Saat opini di media terus bergerak seperti bola liar, beredar di kalangan alumni dan mahasiswa IPB, bahwa AB dikenal sebagai dosen favorit, pribadi yang sangat baik, welas asih, dermawan, motivator, serta sangat cinta Indonesia. Bahkan dalam pernyataannya di Istana Kepresidenan, Jakarta, Kamis (3/10), Rektor IPB, Bapak Arif Satria menjelaskan bahwa sehari-hari beliau termasuk dosen yang sangat baik, suka menolong, aktif sebagai motivator, dan kemudian sangat menginspirasi. Beliau memiliki kemampuan retorika yang sangat baik. Bapak Arif pun menyatakan AB tak terlibat organisasi apapun di dalam kampus.
Berbagai pihak menduga sangat besar kemungkinan AB sengaja dijebak dan dikorbankan. Muncul informasi di sosial media, beliau mengalami penyiksaan fisik, dipukul, disetrum, serta kepala ditutup plastik dan dilakban hingga tidak bisa bernapas saat penyidikan. Sungguh membuat miris dan prihatin kolega, teman-teman, dan para mahasiswa beliau. Di sisi lain belum ada kejelasan informasi dari pihak kuasa hukum AB, di tengah belum adanya transparansi proses penyidikan yang dilakukan terhadap AB.
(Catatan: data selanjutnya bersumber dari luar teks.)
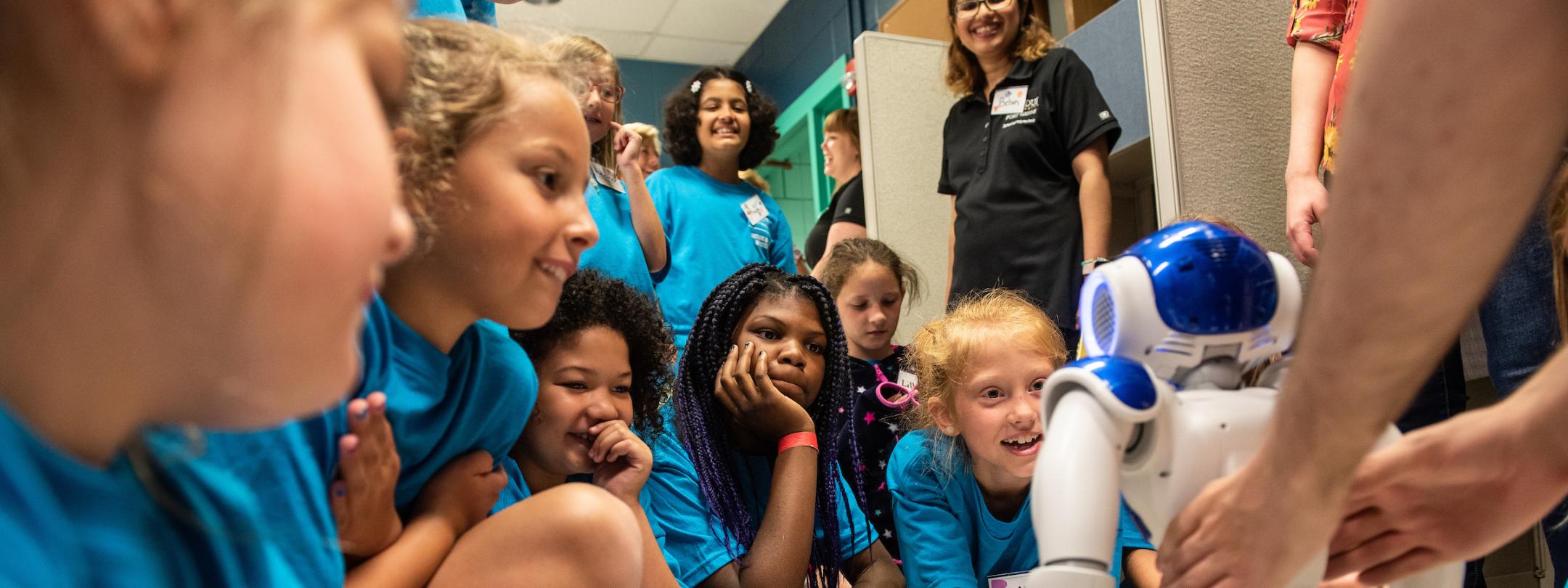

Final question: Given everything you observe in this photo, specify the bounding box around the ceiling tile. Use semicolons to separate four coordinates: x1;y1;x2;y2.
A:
658;0;785;46
643;36;749;66
496;0;677;33
577;28;654;57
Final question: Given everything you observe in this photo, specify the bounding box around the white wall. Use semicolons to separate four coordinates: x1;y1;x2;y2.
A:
854;33;958;343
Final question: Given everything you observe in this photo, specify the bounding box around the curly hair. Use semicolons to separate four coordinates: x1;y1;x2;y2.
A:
905;288;1068;477
674;264;869;588
511;270;676;438
396;19;572;253
665;66;780;169
944;0;1057;96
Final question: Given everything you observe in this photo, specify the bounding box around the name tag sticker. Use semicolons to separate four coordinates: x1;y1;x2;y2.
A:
991;86;1029;115
740;195;768;224
984;572;1029;588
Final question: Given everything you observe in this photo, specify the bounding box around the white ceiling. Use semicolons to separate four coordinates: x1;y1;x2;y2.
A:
496;0;788;66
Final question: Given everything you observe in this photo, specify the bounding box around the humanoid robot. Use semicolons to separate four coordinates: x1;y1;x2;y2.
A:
1027;221;1463;588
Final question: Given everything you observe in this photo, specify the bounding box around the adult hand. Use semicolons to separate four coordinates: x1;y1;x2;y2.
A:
414;450;507;536
588;420;654;503
1159;450;1349;588
610;121;643;177
1328;403;1568;585
330;392;403;557
714;342;817;442
1284;176;1328;266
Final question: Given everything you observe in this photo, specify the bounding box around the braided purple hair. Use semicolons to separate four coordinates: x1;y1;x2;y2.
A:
674;264;870;588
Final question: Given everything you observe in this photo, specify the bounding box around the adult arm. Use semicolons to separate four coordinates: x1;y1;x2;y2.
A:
1072;135;1110;258
1328;351;1568;585
942;195;958;309
1284;42;1339;265
1159;0;1568;588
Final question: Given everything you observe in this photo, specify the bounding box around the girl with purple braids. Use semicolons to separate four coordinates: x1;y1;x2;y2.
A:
648;264;903;588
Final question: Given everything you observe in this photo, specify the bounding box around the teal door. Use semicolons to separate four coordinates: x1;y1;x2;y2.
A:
757;126;822;249
757;57;850;263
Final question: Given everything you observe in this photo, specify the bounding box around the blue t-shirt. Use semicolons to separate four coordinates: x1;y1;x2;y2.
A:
577;163;669;300
646;412;876;587
648;166;795;350
409;0;469;22
409;0;496;27
0;404;324;587
312;296;539;511
888;430;1154;588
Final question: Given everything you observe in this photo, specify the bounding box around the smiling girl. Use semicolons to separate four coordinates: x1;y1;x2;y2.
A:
0;0;411;587
511;270;676;588
648;68;795;350
888;290;1159;588
544;35;669;296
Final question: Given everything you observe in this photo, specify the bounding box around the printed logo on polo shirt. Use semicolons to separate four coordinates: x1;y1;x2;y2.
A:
1002;96;1040;128
991;86;1029;115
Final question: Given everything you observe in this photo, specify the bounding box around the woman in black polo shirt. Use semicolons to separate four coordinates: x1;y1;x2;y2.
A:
806;108;865;279
938;0;1121;345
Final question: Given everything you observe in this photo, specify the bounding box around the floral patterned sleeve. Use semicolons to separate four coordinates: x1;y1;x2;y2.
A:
1284;0;1350;52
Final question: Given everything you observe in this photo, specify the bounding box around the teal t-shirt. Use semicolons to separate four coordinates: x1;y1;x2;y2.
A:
577;163;669;300
888;430;1154;588
0;404;327;587
646;412;876;587
314;296;539;511
648;166;795;350
408;0;469;22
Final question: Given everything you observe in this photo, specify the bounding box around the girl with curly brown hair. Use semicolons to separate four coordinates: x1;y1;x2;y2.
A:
648;68;795;350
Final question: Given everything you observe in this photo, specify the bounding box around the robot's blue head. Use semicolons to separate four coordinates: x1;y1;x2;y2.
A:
1126;221;1280;335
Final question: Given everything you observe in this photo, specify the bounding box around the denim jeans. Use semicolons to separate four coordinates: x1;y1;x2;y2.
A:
1395;202;1568;588
1480;205;1568;581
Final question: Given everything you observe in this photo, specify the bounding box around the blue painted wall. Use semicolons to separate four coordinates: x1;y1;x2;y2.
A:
735;0;899;108
1061;0;1149;150
735;0;1149;154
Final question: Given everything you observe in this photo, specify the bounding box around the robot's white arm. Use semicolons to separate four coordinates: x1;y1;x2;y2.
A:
1029;357;1172;588
1029;223;1463;588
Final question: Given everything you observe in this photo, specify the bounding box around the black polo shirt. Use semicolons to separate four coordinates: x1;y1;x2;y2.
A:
806;174;865;266
936;49;1121;331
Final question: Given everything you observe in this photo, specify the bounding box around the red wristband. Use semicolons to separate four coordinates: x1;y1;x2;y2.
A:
780;431;820;453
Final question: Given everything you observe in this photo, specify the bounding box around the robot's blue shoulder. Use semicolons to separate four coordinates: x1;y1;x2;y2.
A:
1063;356;1159;411
1126;221;1280;335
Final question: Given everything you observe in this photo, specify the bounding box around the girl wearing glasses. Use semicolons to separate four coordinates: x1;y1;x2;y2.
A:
546;35;669;304
938;0;1121;348
822;238;920;561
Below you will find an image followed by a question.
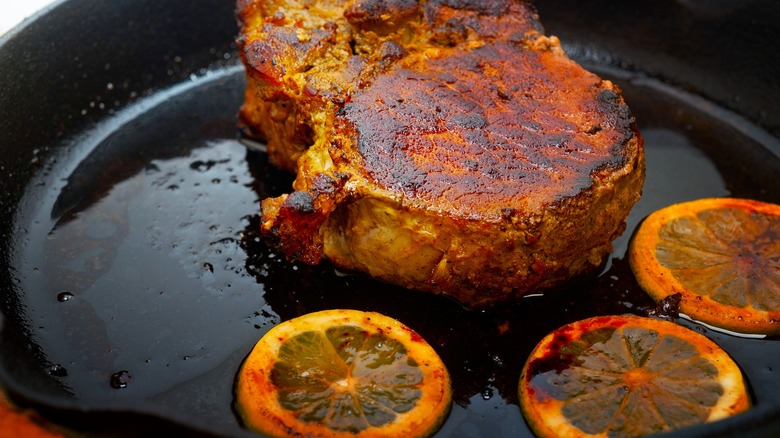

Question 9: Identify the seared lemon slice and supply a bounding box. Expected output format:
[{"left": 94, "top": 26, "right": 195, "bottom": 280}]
[
  {"left": 236, "top": 310, "right": 452, "bottom": 437},
  {"left": 629, "top": 198, "right": 780, "bottom": 335},
  {"left": 519, "top": 316, "right": 750, "bottom": 437}
]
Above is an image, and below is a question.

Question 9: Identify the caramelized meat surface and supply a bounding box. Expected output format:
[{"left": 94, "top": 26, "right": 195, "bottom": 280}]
[{"left": 238, "top": 0, "right": 644, "bottom": 306}]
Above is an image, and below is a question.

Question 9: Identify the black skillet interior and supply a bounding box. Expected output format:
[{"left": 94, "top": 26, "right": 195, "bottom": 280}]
[{"left": 0, "top": 0, "right": 780, "bottom": 436}]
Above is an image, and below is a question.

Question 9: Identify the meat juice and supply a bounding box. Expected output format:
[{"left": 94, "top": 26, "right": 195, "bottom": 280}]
[{"left": 15, "top": 67, "right": 780, "bottom": 436}]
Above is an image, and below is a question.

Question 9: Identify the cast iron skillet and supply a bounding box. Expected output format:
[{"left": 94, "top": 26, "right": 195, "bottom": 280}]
[{"left": 0, "top": 0, "right": 780, "bottom": 436}]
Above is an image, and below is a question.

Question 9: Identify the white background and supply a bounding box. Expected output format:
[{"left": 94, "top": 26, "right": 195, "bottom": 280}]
[{"left": 0, "top": 0, "right": 52, "bottom": 35}]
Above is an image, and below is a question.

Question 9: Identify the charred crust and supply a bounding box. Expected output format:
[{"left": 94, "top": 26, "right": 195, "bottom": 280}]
[
  {"left": 282, "top": 191, "right": 315, "bottom": 214},
  {"left": 344, "top": 0, "right": 418, "bottom": 25}
]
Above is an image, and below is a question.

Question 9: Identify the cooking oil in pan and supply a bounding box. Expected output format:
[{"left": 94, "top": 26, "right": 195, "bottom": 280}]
[{"left": 9, "top": 68, "right": 780, "bottom": 436}]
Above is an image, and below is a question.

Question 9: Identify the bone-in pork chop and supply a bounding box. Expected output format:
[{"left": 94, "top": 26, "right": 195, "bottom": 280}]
[{"left": 237, "top": 0, "right": 644, "bottom": 306}]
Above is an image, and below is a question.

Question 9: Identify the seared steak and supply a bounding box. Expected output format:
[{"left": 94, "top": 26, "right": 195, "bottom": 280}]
[{"left": 237, "top": 0, "right": 644, "bottom": 306}]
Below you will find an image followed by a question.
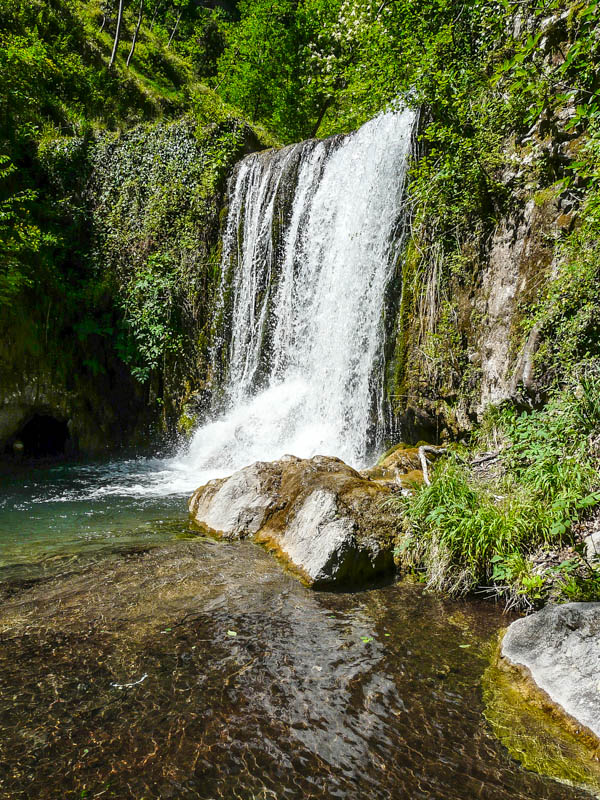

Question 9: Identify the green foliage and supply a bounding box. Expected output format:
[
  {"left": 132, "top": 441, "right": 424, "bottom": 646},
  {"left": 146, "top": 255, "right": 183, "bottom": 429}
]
[
  {"left": 117, "top": 254, "right": 183, "bottom": 383},
  {"left": 0, "top": 155, "right": 42, "bottom": 308},
  {"left": 399, "top": 374, "right": 600, "bottom": 603}
]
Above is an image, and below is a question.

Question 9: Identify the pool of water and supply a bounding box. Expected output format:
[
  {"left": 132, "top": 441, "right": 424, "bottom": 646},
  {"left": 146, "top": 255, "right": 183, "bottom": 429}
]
[
  {"left": 0, "top": 465, "right": 589, "bottom": 800},
  {"left": 0, "top": 458, "right": 195, "bottom": 572}
]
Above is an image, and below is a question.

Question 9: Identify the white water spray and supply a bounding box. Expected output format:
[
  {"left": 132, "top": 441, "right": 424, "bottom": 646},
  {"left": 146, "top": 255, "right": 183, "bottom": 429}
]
[
  {"left": 170, "top": 104, "right": 415, "bottom": 484},
  {"left": 97, "top": 109, "right": 415, "bottom": 493}
]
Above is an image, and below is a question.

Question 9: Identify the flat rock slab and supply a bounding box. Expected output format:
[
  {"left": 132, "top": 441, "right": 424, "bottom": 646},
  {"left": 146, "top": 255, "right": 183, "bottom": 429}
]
[
  {"left": 189, "top": 456, "right": 398, "bottom": 587},
  {"left": 502, "top": 603, "right": 600, "bottom": 738}
]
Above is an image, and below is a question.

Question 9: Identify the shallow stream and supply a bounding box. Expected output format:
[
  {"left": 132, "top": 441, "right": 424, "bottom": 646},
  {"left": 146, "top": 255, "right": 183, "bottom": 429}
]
[{"left": 0, "top": 462, "right": 589, "bottom": 800}]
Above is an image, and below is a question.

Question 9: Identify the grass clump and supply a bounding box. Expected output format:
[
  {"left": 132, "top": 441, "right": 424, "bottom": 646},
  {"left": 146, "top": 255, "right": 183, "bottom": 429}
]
[{"left": 397, "top": 373, "right": 600, "bottom": 607}]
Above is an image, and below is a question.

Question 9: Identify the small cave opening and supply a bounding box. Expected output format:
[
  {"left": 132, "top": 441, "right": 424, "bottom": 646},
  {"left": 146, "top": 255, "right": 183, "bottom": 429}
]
[{"left": 13, "top": 414, "right": 71, "bottom": 458}]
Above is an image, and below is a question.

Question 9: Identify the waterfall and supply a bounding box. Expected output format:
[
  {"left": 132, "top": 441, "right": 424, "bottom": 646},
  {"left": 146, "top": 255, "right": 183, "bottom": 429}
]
[{"left": 166, "top": 109, "right": 415, "bottom": 485}]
Terlepas seperti apa sesungguhnya kebenaran semua opini yang beredar di media tersebut, yang pasti tudingan BNPT dan Setara Institute terkait adanya kampus radikal di Indonesia akhirnya dianggap benar oleh sebagian masyarakat, bahkan digoreng dengan sangat renyah oleh pihak-pihak Islamophobia, kalangan liberal, dan pro penguasa yang mengarahkan peristiwa ini pada radikalisme kampus. Framing negatifnya tersebar liar, hingga muncul tuduhan IPB sebagai “Institut Perakit Bom”. Bahkan menanggapi penangkapan AB, Menristekdikti, Mohamad Nasir mengaitkan hal tersebut sebagai penanda bahwa radikalisme di kampus masih kental terasa.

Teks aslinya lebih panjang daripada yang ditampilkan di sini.